As the American Medical Association is holding its annual meeting in Chicago this week, the AMA has disclosed that it lost 12,000 members last year, reportedly due, in large part, to opposition by their members to the new healthcare law.
The main focus of debate at the annual meeting is whether the AMA will withdraw its support for the individual mandate, a key component of the law. This debate on the individual mandate highlights how misguided and irrelevant the AMA has become.

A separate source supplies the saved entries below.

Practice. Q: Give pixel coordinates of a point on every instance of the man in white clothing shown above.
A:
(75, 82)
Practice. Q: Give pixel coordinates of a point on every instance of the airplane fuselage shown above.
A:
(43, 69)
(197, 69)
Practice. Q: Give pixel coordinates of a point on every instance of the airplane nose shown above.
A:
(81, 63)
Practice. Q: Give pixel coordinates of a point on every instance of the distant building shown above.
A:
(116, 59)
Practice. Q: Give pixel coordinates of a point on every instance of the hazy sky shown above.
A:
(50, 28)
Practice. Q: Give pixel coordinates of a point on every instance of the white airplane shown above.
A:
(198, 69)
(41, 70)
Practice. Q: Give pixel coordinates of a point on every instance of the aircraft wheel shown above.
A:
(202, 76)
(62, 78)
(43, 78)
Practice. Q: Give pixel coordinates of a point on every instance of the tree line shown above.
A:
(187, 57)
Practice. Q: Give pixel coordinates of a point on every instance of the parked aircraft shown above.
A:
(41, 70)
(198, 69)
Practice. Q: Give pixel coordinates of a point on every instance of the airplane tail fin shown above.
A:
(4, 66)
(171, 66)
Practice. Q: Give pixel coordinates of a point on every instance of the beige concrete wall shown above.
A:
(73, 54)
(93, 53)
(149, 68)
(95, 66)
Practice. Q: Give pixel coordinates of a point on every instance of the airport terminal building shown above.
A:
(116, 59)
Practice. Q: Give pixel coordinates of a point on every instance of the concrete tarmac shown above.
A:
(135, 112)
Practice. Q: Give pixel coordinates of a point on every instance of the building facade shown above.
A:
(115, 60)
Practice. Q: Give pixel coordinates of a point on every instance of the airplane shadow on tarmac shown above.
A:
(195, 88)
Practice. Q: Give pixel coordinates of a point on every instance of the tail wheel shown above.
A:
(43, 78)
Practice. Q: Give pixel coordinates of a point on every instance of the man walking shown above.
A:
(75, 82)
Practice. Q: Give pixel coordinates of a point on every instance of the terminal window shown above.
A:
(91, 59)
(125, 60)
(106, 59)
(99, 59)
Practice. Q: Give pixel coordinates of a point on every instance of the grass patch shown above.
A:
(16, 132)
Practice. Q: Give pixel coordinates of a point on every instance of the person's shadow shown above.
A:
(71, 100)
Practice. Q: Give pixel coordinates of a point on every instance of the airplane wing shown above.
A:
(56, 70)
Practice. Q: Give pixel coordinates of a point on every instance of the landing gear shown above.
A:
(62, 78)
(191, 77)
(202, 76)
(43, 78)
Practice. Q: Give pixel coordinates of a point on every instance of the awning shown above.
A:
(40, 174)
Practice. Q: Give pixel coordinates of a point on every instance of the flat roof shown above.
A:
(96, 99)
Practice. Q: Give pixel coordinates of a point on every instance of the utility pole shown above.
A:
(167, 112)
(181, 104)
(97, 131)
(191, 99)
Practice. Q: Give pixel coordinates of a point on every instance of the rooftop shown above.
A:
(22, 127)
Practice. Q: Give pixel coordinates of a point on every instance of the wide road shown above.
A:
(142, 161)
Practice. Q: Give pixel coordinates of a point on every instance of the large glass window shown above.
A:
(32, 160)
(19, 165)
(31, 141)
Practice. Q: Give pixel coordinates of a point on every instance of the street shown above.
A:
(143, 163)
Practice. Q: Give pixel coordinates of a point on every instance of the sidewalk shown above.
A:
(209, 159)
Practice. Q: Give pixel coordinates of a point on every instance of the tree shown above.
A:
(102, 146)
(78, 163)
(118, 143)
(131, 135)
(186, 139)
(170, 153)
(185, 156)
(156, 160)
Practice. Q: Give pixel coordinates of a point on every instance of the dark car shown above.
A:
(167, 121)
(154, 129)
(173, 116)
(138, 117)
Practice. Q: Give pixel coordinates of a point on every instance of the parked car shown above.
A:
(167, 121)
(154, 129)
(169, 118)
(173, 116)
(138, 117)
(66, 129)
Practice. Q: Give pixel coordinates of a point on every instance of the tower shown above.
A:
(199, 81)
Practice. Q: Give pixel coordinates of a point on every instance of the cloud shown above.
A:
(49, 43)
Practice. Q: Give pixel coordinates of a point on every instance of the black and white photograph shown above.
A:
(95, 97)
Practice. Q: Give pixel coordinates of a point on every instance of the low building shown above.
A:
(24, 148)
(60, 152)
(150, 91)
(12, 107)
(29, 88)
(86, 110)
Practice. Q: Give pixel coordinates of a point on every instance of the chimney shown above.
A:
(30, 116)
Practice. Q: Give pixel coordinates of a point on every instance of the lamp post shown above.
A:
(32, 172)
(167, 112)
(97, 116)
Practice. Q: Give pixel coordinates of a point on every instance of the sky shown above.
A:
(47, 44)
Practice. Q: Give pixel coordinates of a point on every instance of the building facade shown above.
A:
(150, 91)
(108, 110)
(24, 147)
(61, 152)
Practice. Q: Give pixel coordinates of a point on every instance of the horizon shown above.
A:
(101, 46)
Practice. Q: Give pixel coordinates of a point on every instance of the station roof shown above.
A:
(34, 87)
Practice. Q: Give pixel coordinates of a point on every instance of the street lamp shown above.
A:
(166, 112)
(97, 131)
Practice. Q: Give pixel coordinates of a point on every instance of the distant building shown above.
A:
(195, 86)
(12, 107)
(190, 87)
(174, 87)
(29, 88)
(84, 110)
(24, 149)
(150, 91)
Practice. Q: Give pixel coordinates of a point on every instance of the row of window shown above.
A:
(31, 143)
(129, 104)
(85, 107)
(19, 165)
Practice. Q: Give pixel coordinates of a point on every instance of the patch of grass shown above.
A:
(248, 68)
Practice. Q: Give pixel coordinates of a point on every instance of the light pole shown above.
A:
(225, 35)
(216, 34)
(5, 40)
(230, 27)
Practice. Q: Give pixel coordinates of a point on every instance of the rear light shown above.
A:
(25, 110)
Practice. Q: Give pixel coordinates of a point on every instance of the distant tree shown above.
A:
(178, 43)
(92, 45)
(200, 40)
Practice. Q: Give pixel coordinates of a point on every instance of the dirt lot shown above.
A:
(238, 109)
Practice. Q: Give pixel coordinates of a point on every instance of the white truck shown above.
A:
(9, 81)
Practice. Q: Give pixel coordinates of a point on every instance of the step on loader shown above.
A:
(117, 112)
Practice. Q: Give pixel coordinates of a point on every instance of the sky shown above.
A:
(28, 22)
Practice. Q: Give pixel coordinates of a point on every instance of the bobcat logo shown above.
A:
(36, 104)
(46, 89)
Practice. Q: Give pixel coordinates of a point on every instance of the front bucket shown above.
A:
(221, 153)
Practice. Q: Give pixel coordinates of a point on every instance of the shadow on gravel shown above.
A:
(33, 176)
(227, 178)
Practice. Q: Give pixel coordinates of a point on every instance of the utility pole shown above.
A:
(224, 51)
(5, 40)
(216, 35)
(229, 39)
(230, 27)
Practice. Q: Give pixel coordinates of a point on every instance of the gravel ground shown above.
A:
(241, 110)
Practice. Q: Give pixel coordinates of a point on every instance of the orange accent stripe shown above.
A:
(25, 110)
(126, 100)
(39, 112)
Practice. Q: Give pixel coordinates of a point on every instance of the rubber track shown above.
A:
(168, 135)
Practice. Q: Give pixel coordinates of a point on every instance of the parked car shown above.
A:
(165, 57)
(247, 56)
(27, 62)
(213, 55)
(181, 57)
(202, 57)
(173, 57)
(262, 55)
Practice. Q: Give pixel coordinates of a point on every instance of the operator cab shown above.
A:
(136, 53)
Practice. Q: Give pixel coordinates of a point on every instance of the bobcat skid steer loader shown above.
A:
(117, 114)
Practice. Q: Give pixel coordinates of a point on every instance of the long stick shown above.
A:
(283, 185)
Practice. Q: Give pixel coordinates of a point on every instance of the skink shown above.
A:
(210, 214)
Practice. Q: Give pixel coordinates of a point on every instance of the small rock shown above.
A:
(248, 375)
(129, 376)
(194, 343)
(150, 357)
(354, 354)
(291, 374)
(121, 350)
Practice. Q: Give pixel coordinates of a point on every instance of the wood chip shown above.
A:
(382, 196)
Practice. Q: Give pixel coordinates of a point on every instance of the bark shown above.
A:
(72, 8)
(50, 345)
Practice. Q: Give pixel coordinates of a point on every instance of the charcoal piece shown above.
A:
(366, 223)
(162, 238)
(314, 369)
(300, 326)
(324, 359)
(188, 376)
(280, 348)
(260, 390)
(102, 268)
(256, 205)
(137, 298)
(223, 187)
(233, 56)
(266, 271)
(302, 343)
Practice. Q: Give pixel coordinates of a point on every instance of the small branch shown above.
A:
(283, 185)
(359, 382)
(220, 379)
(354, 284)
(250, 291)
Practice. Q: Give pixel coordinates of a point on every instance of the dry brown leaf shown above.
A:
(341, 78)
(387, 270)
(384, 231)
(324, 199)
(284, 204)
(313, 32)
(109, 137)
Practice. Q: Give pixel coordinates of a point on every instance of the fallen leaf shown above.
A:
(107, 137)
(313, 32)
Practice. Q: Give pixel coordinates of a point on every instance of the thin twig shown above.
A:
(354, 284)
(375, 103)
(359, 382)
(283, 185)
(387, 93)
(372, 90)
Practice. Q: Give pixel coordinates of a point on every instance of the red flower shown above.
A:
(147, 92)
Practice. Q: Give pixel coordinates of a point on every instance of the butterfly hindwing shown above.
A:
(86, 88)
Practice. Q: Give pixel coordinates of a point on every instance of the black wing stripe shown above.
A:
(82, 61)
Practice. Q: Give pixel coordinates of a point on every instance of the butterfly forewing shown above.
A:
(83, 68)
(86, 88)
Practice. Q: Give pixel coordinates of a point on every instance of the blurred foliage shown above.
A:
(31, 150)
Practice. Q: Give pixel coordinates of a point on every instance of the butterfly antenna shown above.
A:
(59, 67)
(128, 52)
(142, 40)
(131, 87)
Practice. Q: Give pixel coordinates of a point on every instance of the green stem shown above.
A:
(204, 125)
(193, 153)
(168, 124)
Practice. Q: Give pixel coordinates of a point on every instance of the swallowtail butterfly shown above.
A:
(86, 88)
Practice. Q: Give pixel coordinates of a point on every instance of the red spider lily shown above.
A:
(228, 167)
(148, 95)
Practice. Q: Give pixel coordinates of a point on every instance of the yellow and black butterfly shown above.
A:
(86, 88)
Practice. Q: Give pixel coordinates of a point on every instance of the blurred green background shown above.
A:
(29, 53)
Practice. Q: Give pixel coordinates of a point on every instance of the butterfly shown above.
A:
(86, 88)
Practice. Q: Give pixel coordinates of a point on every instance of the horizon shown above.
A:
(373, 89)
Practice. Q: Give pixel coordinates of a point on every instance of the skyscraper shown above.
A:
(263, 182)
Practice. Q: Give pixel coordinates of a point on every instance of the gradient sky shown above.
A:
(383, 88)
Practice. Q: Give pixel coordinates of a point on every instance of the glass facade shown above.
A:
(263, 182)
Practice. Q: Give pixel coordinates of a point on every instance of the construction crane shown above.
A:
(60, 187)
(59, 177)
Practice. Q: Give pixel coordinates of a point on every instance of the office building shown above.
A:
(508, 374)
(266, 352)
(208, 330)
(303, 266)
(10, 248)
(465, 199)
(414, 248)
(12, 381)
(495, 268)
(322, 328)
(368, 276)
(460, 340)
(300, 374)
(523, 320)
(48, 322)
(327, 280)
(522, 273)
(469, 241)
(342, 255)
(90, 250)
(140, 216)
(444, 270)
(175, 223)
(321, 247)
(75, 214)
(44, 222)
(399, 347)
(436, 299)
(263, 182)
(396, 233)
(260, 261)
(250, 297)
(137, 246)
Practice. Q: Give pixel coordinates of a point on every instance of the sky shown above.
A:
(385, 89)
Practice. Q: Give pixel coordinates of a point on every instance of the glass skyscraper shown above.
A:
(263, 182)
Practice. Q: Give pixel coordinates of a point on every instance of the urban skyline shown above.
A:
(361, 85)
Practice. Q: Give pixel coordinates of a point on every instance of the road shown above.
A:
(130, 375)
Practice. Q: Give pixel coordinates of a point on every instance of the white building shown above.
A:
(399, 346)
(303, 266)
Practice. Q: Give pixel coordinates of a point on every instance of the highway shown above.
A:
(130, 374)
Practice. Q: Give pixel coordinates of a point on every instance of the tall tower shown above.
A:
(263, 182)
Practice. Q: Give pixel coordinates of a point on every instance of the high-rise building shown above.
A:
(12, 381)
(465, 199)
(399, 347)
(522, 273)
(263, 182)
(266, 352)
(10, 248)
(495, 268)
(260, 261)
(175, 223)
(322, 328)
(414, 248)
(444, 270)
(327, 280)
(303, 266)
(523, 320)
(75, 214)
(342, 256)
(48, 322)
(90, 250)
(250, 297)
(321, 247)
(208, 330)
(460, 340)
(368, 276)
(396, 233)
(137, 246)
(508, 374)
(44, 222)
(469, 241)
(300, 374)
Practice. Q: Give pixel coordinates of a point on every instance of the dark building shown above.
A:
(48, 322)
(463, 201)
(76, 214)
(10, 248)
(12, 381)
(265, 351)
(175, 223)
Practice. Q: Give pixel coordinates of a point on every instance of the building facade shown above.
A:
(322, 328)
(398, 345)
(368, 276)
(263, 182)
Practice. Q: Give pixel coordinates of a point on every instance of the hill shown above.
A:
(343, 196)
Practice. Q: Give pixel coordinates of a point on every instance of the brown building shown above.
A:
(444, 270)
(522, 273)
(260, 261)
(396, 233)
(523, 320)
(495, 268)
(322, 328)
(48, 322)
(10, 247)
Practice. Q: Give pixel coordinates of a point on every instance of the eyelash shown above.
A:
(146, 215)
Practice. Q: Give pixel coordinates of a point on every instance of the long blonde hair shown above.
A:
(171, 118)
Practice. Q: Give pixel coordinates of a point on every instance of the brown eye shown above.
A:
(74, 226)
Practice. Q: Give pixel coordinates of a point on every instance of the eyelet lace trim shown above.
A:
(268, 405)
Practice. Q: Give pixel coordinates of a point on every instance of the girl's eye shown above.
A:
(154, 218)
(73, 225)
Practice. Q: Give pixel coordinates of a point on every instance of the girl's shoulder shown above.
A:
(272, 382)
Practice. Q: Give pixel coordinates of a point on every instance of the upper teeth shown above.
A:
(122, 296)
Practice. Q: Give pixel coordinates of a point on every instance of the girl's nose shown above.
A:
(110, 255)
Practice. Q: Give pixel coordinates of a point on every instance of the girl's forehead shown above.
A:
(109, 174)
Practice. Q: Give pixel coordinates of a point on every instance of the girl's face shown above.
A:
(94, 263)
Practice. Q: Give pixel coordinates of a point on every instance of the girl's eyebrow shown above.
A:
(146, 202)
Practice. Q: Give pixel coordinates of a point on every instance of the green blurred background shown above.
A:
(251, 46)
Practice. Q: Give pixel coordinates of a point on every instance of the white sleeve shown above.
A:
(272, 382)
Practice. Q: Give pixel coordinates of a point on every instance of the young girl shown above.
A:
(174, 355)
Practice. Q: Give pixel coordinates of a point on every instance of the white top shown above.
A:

The AMA was used by the Obama administration to garner public support for the law. The public’s perception is that all doctors belong to the AMA, and thereby, that the AMA speaks for all doctors.
Thus, if the AMA supports ObamaCare, it must be good. In fact, at the time of passage of ObamaCare, only 17% of physicians in the United States belonged to the AMA. That percentage is dropping as members leave. Further, one third of its members are in training (eg residents and students), and a substantial portion of the remainder are either retired or in academic medicine.
Truth be told, the AMA is hardly representative of practicing physicians.
Why then did the AMA support ObamaCare? The answer is that the federal government created a monopoly for the AMA, giving it exclusive rights to publish medical billing codes.
Every physician and hospital in the country must use these billing codes. This monopoly accounts for an annual income for the AMA of between 70 and 100 million dollars. That exceeds the income from membership fees.
To whom is the AMA’s allegiance -- practicing physicians or Washington politicians?
Now, after the AMA has been used by the White House for the passage of ObamaCare, its delegates are debating withdrawing support for the individual mandate. Members supporting the individual mandate sight the importance of everyone having health insurance.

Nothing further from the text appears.